Presiden Direktur dan Chief Executive Officer Adaro Energy, Garibaldi Thohir, mengatakan penurunan permintaan terjadi akibat perlambatan pertumbuhan ekonomi dan minat beli yang melemah di negara-negara pengimpor utama. Pelemahan ini juga telah berdampak terhadap harga batu bara global yang menekan juga keuntungan perusahaan. Di masa yang sulit ini, perusahaan terus berfokus terhadap operasi dan efisiensi biaya, serta mengimplementasikan strategi untuk memperkuat bisnis inti. Namun perusahaan masih yakin meskipun dibayangi oleh tantangan ekonomi makro, perseroan masih dapat mempertahankan kinerja yang kuat.

Perusahaan juga tetap merasa optimistis terhadap fundamental industri di jangka panjang. Kemudian, perusahaan menyatakan, untuk menghadapi tantangan jangka pendek, fokus tertuju pada beberapa hal. Hal tersebut adalah untuk menjaga kas, memperkuat struktur permodalan dan posisi keuangan, dan bertahan di jalur yang sudah ada. Selain itu juga perusahaan akan terus mengeksekusi strategi untuk memastikan kelangsungan bisnis dan tetap bersumbangsih terhadap pembangunan nasional.

Kondisi Perusahaan

Perusahaan menjelaskan bahwa penurunan pendapatan usaha sebesar 26% disebabkan penurunan Average Selling Price (ASP) dan volume penjualan, yang masing-masing turun 18% dan 9%. Di sisi lain, beban pokok pendapatan turun 20% secara tahunan menjadi US$ 1,49miliar. Biaya kas batu bara per ton (tidak termasuk royalti) turun 17% secara tahunan akibat penurunan nisbah kupas maupun harga bahan bakar.

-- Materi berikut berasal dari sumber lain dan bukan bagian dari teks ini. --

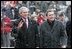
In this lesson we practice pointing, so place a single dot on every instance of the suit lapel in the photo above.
(48, 28)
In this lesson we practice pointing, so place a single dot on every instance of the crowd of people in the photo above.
(30, 24)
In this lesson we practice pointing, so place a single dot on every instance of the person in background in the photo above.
(6, 29)
(52, 32)
(26, 30)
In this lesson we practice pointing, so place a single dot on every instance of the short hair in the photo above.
(50, 10)
(23, 8)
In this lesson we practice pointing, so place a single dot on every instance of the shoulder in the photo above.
(44, 24)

Manajemen ADRO mengungkapkan bahwa biaya bahan bakar turun 28%, karena harga bahan bakar turun secara tahunan. Kemudian hal ini juga terjadi akibat konsumsi bahan bakar turun 18% seiring menurunnya produksi dan nisbah kupas. Adapun royalti kepada Pemerintah Indonesia turun 27% menjadi US$ $207 juta. Sementara itu, laba inti tercatat sebesar US$ 326 juta, atau turun 36% secara tahunan karena didorong penurunan profitabilitas.

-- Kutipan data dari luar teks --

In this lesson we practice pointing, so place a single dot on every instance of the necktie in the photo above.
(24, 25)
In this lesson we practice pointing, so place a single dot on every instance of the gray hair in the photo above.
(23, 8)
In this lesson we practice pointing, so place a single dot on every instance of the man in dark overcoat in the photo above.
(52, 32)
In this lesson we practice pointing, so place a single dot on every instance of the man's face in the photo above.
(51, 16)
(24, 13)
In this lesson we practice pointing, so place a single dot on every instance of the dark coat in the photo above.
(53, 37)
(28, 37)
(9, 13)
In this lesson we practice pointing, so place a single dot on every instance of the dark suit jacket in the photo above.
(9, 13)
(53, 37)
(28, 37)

Baca juga: PT Delta Djakarta Mencatat Penurunan Keuangan Perusahaan

Laba inti tidak termasuk komponen akuntansi non-operasional setelah pajak, yang di antaranya terdiri dari amortisasi properti pertambangan, rugi penurunan nilai properti pertambangan, rugi derivatif instrumen keuangan, dan rugi penurunan nilai wajar investasi pada perusahaan patungan. Total aset per September mencapai US$ 6,47 miliar setara dengan penurunan 11% dari periode yang sama tahun lalu. Aset lancar turun 18% menjadi US$ 1,73 miliar, sementara aset non lancar turun 17% menjadi US$ 4,74 miliar.